2009-06-07, 17:18
Me again,
Some issues with HTML decode, you can test it (re)scraping "Foor Rooms (1995)" .. Studio will get some unDecode HTML. (same will happen for Director a Writer in other movies)
diif patch
BTW: do you want me to report in here or in the google issue?
Some issues with HTML decode, you can test it (re)scraping "Foor Rooms (1995)" .. Studio will get some unDecode HTML. (same will happen for Director a Writer in other movies)
diif patch
Code:
Index: clsScrapeIMDB.vb
===================================================================
--- clsScrapeIMDB.vb (revision 258)
+++ clsScrapeIMDB.vb (working copy)
@@ -481,7 +481,7 @@
'got any director(s) ?
If D > 0 AndAlso Not W <= 0 Then
'get only the first director's name
- Dim rDir As MatchCollection = Regex.Matches(HTML.Substring(D, W - D), HREF_PATTERN)

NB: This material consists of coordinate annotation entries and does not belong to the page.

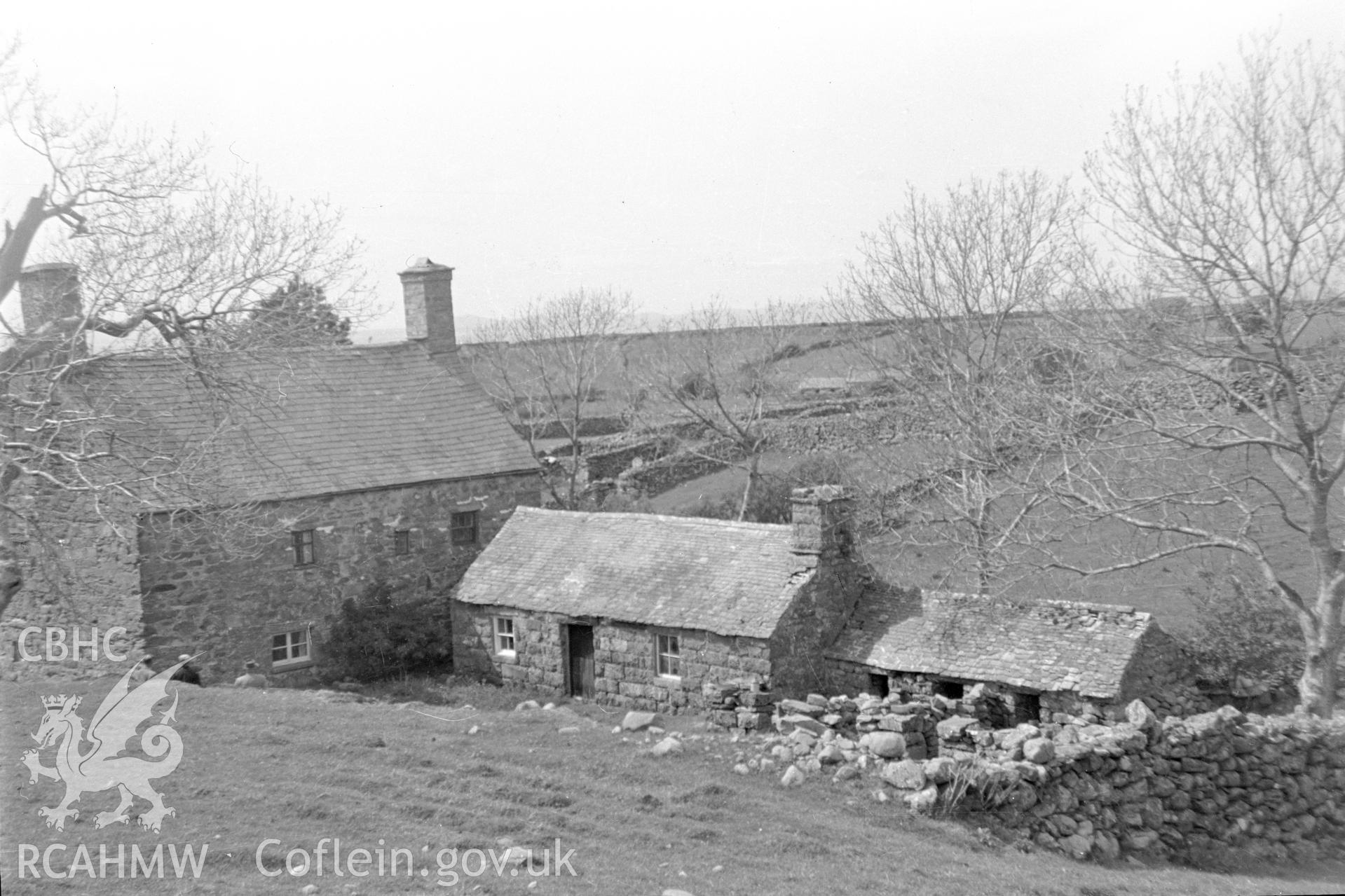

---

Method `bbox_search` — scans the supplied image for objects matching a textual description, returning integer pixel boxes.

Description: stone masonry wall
[453,601,771,712]
[979,701,1345,862]
[729,683,1345,864]
[0,483,141,681]
[140,474,540,684]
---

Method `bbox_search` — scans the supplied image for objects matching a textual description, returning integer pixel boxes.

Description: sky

+ Dim rDir As MatchCollection = Regex.Matches(Web.HttpUtility.HtmlDecode(HTML.Substring(D, W - D)), HREF_PATTERN)
Dim Dir = From M As Match In rDir Where Not M.Groups("name").ToString.Contains("more") _
Select Web.HttpUtility.HtmlDecode(M.Groups("name").ToString)
@@ -593,7 +593,7 @@
If D > 0 Then W = HTML.IndexOf("</ul>", D)

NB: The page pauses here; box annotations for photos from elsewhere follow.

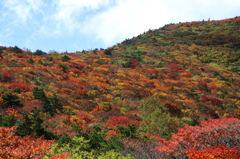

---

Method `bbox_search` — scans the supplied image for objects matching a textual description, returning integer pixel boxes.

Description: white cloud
[0,0,240,51]
[2,0,44,25]
[82,0,240,45]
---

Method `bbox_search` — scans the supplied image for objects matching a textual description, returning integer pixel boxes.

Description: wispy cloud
[1,0,44,25]
[0,0,240,49]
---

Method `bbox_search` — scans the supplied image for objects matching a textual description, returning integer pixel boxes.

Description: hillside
[0,17,240,158]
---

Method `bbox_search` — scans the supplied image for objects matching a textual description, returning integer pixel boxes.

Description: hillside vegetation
[0,17,240,159]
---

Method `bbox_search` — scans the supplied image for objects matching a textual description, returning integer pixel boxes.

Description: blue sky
[0,0,240,52]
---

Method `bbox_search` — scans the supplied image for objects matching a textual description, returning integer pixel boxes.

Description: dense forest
[0,17,240,159]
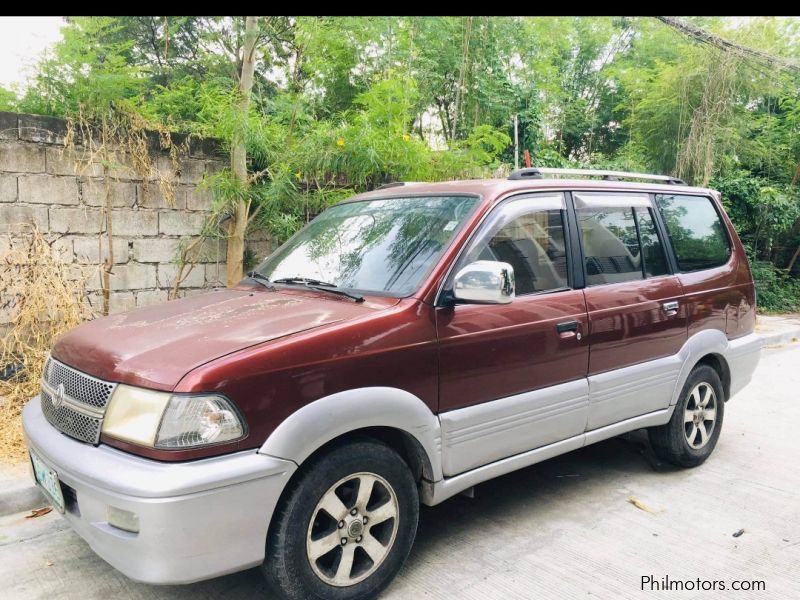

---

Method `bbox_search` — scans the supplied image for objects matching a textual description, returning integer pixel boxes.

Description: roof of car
[346,178,715,202]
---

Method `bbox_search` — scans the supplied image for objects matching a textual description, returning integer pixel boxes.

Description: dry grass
[0,225,92,462]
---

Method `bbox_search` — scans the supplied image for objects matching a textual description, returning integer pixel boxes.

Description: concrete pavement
[0,344,800,600]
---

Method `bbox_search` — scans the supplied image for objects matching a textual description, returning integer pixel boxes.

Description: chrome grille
[42,390,103,444]
[44,358,114,408]
[41,358,116,444]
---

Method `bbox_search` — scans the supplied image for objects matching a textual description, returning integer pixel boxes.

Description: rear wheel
[648,365,725,467]
[262,439,419,600]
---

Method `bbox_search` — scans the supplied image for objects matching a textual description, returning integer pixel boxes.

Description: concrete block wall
[0,112,271,330]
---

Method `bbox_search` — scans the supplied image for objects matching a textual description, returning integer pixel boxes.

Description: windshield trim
[255,193,483,300]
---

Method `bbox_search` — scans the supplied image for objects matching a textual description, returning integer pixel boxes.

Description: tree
[227,17,258,287]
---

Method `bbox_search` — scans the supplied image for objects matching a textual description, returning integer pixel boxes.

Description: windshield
[256,196,478,297]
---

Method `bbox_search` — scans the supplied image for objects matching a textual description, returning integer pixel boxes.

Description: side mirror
[453,260,514,304]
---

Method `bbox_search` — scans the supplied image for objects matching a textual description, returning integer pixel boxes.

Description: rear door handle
[661,300,680,316]
[556,321,578,333]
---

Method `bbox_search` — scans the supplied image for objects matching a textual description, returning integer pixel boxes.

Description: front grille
[41,358,116,444]
[44,358,114,408]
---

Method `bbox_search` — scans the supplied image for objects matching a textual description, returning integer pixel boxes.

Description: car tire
[262,438,419,600]
[648,365,725,467]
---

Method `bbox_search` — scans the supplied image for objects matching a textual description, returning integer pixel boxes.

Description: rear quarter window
[656,194,731,271]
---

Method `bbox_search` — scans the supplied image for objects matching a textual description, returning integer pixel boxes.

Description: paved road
[0,344,800,600]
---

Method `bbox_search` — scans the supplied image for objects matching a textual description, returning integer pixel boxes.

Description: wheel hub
[347,514,364,540]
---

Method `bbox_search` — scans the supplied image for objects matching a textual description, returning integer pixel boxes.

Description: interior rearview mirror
[453,260,514,304]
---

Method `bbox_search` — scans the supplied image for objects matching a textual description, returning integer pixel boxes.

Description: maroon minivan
[23,169,760,599]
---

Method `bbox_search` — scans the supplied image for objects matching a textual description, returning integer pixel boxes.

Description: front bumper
[22,397,296,584]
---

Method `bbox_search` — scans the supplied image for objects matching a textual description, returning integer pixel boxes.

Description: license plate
[30,451,64,513]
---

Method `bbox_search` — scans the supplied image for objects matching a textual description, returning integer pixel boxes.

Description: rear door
[573,192,687,430]
[436,192,589,475]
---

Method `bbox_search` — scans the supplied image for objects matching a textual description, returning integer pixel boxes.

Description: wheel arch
[670,329,731,406]
[692,353,731,402]
[259,387,442,481]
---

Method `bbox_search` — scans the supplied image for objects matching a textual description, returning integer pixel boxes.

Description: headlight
[103,384,245,450]
[103,385,172,448]
[156,396,244,448]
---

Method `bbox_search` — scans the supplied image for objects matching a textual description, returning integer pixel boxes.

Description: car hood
[52,286,398,391]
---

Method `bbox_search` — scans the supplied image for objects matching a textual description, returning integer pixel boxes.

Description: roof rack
[373,181,423,191]
[508,167,686,185]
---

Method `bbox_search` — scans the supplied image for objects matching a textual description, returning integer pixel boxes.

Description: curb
[756,327,800,348]
[0,327,800,517]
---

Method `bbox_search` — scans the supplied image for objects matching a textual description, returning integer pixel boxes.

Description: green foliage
[750,256,800,313]
[14,16,800,308]
[0,85,17,110]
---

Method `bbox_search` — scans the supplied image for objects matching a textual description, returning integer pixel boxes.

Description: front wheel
[262,439,419,600]
[648,365,725,467]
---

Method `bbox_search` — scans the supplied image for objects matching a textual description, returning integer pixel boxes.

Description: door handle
[556,321,578,334]
[661,300,679,317]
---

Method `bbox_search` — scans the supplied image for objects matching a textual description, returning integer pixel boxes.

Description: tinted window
[258,196,477,296]
[634,206,669,277]
[459,194,569,296]
[656,194,730,271]
[577,207,643,285]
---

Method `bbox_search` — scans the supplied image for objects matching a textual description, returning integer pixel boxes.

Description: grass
[0,225,92,462]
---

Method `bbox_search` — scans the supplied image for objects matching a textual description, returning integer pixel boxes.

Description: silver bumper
[22,397,296,584]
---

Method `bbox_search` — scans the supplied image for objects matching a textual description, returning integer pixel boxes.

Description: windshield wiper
[272,277,364,302]
[247,271,275,290]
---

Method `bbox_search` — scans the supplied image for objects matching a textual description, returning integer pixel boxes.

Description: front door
[436,192,589,475]
[574,192,687,430]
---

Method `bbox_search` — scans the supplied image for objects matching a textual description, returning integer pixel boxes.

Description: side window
[456,194,569,296]
[577,206,644,285]
[656,194,731,271]
[634,207,669,277]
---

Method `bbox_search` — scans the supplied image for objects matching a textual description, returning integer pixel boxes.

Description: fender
[670,329,761,406]
[258,387,442,480]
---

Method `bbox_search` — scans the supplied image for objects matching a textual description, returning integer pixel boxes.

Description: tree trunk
[227,17,258,287]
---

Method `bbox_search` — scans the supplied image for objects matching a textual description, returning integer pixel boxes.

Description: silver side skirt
[420,406,675,506]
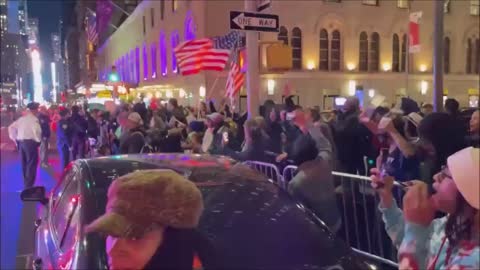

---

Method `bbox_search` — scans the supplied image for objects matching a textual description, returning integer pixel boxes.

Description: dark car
[21,154,392,270]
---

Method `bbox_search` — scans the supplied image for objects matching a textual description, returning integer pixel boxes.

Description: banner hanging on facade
[408,11,422,53]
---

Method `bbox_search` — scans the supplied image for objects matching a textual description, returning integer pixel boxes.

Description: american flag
[225,61,245,99]
[174,31,240,75]
[86,12,98,44]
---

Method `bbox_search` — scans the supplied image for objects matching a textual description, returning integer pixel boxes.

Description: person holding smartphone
[371,147,480,269]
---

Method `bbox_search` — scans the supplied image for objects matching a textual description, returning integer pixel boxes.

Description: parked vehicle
[21,154,394,270]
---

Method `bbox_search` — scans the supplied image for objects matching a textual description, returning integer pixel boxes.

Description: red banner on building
[408,11,422,53]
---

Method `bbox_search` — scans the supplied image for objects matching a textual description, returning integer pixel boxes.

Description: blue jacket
[380,202,480,270]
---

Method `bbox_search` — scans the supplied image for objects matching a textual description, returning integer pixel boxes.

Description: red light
[70,195,79,204]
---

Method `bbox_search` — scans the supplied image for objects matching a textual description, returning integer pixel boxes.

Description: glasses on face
[440,165,453,181]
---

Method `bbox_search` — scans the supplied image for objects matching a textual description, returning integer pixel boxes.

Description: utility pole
[433,1,444,112]
[245,0,260,119]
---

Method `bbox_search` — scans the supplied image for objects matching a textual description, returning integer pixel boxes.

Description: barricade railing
[244,162,404,265]
[243,160,285,188]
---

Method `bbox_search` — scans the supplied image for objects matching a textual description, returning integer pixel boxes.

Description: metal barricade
[244,161,404,267]
[283,165,298,184]
[243,160,285,188]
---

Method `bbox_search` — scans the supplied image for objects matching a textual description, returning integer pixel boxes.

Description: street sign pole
[245,0,260,119]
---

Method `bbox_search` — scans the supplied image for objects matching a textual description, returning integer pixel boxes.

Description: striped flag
[257,0,272,12]
[174,31,239,76]
[225,61,245,99]
[408,11,422,53]
[86,12,98,44]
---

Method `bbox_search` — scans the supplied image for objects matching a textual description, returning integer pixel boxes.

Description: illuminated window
[465,38,473,74]
[368,32,380,71]
[330,30,341,71]
[150,42,157,79]
[362,0,378,6]
[172,0,178,12]
[473,38,480,74]
[130,50,137,83]
[158,32,167,76]
[470,0,480,16]
[184,11,197,40]
[160,0,165,21]
[358,32,368,71]
[397,0,409,8]
[170,31,180,73]
[392,34,400,72]
[443,37,450,74]
[277,26,288,45]
[319,29,328,70]
[150,8,155,28]
[400,34,407,72]
[291,27,302,69]
[143,45,148,81]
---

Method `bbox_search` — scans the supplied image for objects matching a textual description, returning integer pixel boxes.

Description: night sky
[27,0,64,83]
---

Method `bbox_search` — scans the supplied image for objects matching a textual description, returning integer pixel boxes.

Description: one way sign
[230,11,279,32]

If D > 0 AndAlso W > 0 Then
'only get the first one
- Dim Ps = From P1 As Match In Regex.Matches(HTML.Substring(D, W - D), HREF_PATTERN) _
+ Dim Ps = From P1 As Match In Regex.Matches(Web.HttpUtility.HtmlDecode(HTML.Substring(D, W - D)), HREF_PATTERN) _
Where Not P1.Groups("name").ToString = String.Empty _
Select Studio = P1.Groups("name").ToString Take 1
IMDBMovie.StudioReal = Ps(0).ToString.Trim
@@ -602,7 +602,7 @@
D = HTML.IndexOf("<h5>Company:</h5>")
If D > 0 Then W = HTML.IndexOf("</div>", D)
If D > 0 AndAlso W > 0 Then
- IMDBMovie.StudioReal = Regex.Match(HTML.Substring(D, W - D), HREF_PATTERN).Groups("name").ToString.Trim
+ IMDBMovie.StudioReal = Regex.Match(Web.HttpUtility.HtmlDecode(HTML.Substring(D, W - D)), HREF_PATTERN).Groups("name").ToString.Trim
End If
End If
End If
@@ -616,7 +616,7 @@
D = HTML.IndexOf("<h5>Writer")
If D > 0 Then W = HTML.IndexOf("</div>", D)
If D > 0 AndAlso W > 0 Then
- Dim q = From M As Match In Regex.Matches(HTML.Substring(D, W - D), HREF_PATTERN) _
+ Dim q = From M As Match In Regex.Matches(Web.HttpUtility.HtmlDecode(HTML.Substring(D, W - D)), HREF_PATTERN) _
Where Not M.Groups("name").ToString = "more" _
AndAlso Not M.Groups("name").ToString = "(more)" _
AndAlso Not M.Groups("name").ToString = "(WGA)" _
@@ -636,7 +636,7 @@
D = HTML.IndexOf("Directed by</a></h5>")
If D > 0 Then W = HTML.IndexOf("</body>", D)
If D > 0 AndAlso W > 0 Then
- Dim qTables As MatchCollection = Regex.Matches(HTML.Substring(D, W - D), TABLE_PATTERN)
+ Dim qTables As MatchCollection = Regex.Matches(Web.HttpUtility.HtmlDecode(HTML.Substring(D, W - D)), TABLE_PATTERN)
For Each M As Match In qTables
'Producers
BTW: do you want me to report in here or in the google issue?